By: Scott M. King
This last couple of months have been a tumultuous time for me and my family. I moved to town from a house in the country, so my young teenagers could be closer to their friends and the village life available here in Fairfax. The move was chaotic, as moves always are, but we finally made it. Unfortunately, once we got to town, the temptations to teenagers multiplied, and my son (who is not diabetic) found himself in trouble over some experimentation with alcohol.
It made me think about all the parents of teenagers with diabetes, and how difficult it is to help their teens manage well in the face of the risky behavior that teenagers indulge in. Our article by Dr. Stuart Brink (“A Leading Pediatric Endocrinologist Talks About Kids”) delves into some of the ways to ameliorate the inevitable rebellions of teenhood.
It’s not good, of course, when that rebellion spills over into diabetes self-care. However, it’s so difficult to avoid it, given teenagers’ insistence on fairness, their anger when their life is different, and their unwavering belief in their own immortality.
Walking the Teenage Tightrope
It’s a fine line that parents have to walk, with trust and hope on one side, and vigilance and parental restrictions on the other. You have to play your teenager with a very light hand. Unfortunately, when teenagers act like teenagers, the temptation to use a heavy hand is great indeed.
It’s important to remember that the brain’s executive capacity to make balanced decisions doesn’t mature until about the age of 25, so teenagers are dealing with a less than full deck in the first place. And they have so many really good reasons to rebel, not least as a means of fueling their momentum away from the nest and into independence.
They have no sense of their own mortality, which is useful because their task is to venture bravely out into the unknown world. However, these characteristics are dangerous when coupled with a chronic disease that exacts a painful price for neglect and inattention.
Connection, Conversation, and Hope for the Future
So, what can we do to make our teenagers’ risky behavior and rebellion not lead to damage of their health and well-being?
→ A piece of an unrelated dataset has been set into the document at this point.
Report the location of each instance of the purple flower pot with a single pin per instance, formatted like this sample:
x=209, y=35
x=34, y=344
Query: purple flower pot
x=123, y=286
It’s important, as Dr. Brink points out, to keep the dialogue open. It’s important to be there for them, helping them when they need it and stepping back when they don’t.
And it’s perhaps most important to make sure they realize that you “get it.” They need to know that you understand how hard their mission is, how hard it is to be a teenager, and how much harder it is to be a teenager with diabetes on top of everything else.
The message of unswerving love and support, even when your teenager seems to spurn it at every turn, is a crucial one. They will make it through this time and into mature adulthood. They just need a lot of help, given carefully and with a light touch, on their path to becoming adults of whom you will be proud. I know my son will come through fine. It’s just a bump along the road.